Optic task planner is run with the generated problem and the domain in ./src/pddlRunner/domains
Also sg-plan can be used but the plan generation can take way more time depending on the complexity of the problem.
We do not wait for the best plan that Optic can provide, the first outputted plan is used and the process is killed. This produces none optimal solution but good enough ones, and take just a small amount of time.

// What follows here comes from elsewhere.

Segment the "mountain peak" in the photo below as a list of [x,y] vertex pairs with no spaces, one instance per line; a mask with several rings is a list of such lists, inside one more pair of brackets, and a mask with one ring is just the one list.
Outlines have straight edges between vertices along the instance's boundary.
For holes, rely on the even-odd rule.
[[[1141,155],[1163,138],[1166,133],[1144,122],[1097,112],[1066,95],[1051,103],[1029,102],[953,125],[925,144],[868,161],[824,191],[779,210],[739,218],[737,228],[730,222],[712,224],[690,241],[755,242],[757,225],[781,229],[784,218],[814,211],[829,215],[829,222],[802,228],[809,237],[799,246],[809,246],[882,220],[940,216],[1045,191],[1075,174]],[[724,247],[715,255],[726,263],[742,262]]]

Finally the plan output is retrieved from optic. This plan is then parsed and real routes are calculated for the actual movements that the robots should perform. Also a web page is generated to display the formatted plan output as well as images displaying the robots movements.
Only a path planner and a task planner to solve an specific domain are provided. This is not enough to control a real robot even if the domain adapts to the robot domains.
State estimation is needed to detect deviations from the expected sate is needed. This involves reading sensors, and transform those inputs into useful information which mighty involve localization, SLAM, object detection and many other techniques. Then a replanning policy can be implemented which could reuse this planner.
Additionally other important parts of the robotics field may be needed like obstacle avoidance.